Inditex’s profits are sensitive to fluctuations in the currency, as it makes most of its clothes in the eurozone to respond quickly to fashion trends, but generates more than half of its sales in countries outside the currency bloc.
The decline in its gross margin meant Inditex missed forecasts for second-quarter earnings, before interest and tax (EBIT), analysts said, and the Spanish firm’s shares fell as much as 3% after the results, before recovering slightly.
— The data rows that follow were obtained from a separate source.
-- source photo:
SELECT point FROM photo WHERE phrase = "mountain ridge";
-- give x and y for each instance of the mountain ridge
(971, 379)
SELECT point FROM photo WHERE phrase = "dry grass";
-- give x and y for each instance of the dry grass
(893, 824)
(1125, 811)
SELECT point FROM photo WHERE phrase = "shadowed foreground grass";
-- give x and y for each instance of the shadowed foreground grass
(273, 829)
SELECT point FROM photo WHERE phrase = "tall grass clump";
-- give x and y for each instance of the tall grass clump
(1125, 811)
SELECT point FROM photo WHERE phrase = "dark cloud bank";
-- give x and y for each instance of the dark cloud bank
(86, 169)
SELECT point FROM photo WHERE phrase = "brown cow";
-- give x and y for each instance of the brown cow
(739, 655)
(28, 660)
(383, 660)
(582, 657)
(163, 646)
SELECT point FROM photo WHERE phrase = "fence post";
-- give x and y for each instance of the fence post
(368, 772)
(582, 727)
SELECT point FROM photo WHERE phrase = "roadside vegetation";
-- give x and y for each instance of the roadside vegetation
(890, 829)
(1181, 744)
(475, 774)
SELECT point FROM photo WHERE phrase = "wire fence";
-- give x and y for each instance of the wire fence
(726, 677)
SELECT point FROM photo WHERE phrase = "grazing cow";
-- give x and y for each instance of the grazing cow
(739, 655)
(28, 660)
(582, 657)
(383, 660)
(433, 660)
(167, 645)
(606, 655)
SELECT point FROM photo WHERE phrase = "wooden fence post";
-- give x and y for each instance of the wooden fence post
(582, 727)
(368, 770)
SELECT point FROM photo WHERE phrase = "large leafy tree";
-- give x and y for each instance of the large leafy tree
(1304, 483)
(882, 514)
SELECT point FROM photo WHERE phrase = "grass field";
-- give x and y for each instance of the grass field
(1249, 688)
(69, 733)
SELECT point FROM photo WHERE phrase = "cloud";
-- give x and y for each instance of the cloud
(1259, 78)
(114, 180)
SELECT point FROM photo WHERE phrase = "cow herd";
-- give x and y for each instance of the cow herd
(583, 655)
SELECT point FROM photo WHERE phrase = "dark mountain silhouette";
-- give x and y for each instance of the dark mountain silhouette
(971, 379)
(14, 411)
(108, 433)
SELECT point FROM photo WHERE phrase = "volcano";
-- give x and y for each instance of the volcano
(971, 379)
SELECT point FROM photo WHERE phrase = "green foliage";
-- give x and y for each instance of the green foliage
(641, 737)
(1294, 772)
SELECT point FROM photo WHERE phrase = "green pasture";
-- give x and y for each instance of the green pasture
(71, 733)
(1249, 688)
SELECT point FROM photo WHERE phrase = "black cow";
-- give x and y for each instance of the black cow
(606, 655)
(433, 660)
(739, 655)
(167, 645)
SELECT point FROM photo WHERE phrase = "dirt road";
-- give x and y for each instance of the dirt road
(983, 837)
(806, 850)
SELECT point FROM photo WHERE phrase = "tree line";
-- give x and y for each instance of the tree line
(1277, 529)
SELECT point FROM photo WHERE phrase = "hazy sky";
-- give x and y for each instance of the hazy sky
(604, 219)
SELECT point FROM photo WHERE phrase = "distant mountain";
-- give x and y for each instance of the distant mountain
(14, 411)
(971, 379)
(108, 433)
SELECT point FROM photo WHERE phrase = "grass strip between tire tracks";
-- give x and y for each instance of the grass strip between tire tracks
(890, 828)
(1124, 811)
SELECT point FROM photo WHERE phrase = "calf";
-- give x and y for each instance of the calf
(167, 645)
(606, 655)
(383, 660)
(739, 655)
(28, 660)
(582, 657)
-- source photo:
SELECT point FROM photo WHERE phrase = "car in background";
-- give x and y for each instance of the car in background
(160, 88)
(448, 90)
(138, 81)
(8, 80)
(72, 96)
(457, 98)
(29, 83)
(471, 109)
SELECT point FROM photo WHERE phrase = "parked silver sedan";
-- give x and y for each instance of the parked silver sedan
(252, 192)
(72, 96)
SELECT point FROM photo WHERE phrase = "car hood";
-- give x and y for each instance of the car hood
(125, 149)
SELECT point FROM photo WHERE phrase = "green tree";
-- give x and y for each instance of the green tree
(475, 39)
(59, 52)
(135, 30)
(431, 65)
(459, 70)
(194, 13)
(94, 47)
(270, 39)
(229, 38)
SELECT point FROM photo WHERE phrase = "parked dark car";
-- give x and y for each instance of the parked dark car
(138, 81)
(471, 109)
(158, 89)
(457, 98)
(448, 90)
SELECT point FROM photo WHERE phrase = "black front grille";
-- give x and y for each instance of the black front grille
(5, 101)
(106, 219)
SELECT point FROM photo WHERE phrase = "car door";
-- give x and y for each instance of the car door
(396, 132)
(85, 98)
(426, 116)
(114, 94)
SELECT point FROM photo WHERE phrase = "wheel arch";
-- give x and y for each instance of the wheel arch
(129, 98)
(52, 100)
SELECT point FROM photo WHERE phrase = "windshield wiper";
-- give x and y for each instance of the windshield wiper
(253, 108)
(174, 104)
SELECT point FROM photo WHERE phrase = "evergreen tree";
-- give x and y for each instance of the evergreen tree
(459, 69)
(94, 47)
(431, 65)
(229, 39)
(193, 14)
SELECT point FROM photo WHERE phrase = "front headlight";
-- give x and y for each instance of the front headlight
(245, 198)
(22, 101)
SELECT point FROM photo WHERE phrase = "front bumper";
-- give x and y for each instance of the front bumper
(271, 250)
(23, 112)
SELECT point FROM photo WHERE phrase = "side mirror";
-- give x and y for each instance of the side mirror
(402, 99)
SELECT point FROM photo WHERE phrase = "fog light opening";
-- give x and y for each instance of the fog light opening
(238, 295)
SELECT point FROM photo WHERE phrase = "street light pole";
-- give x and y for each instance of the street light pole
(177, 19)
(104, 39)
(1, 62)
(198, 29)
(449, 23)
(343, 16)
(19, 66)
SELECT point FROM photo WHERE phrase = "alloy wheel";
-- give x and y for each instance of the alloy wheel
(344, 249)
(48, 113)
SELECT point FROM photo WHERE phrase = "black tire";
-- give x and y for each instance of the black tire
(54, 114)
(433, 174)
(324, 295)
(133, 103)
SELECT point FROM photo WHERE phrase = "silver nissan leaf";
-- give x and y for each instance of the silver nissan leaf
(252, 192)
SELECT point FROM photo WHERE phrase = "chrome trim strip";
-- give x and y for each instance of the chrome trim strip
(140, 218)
Inditex said its gross margin, as a percentage of sales, fell to 56.4%, from 56.8% in the first six months of its financial year, which runs to the end of July.
Its first-half, net profit, of €1.37bn, was slightly short of expectations, while earnings before interest, tax, depreciation and amortisation (EBITDA) came in at €2.29bn, up 9% from a year earlier.
Inditex’s model of responding to catwalk trends with small batches of clothes that are not replaced when they sell out has allowed it to consistently outperform rivals, such as H&M.
The Spanish retailer’s other brands include teen label, Bershka, and underwear chain, Oysho. Figures showed that recent sales in the company’s more than 7,000 stores worldwide were performing well.
Meanwhile, Kingfisher, Europe’s largest home improvement retailer, reported an unexpected rise in first-half profit, while taking a cautious view on the second-half, given the economic and competitive backdrop in Britain and France.
The stronger first-half performance, maintenance of full-year earnings guidance, and the group’s assertion that its five-year restructuring plan was on track sent its shares as much as 8% higher.
Prior to Wednesday’s update, the stock had fallen 15% over the last year, on concerns over the scale of the restructuring and the company’s ability to deliver on it.
Kingfisher, which runs B&Q and Screwfix in Britain and Ireland; and Castorama and Brico Depot in France, and elsewhere, is two years into a plan to boost annual profit by £500m (€564m), from 2021.
Kingfisher also wants to return £600m to shareholders, through share buybacks.
Chief financial officer, Karen Witts, said the company’s second-half caution reflected two different dynamics.
“The caution in the UK is more around the macroeconomic backdrop, and in France it’s more about the progress that we need to make ourselves,” she said.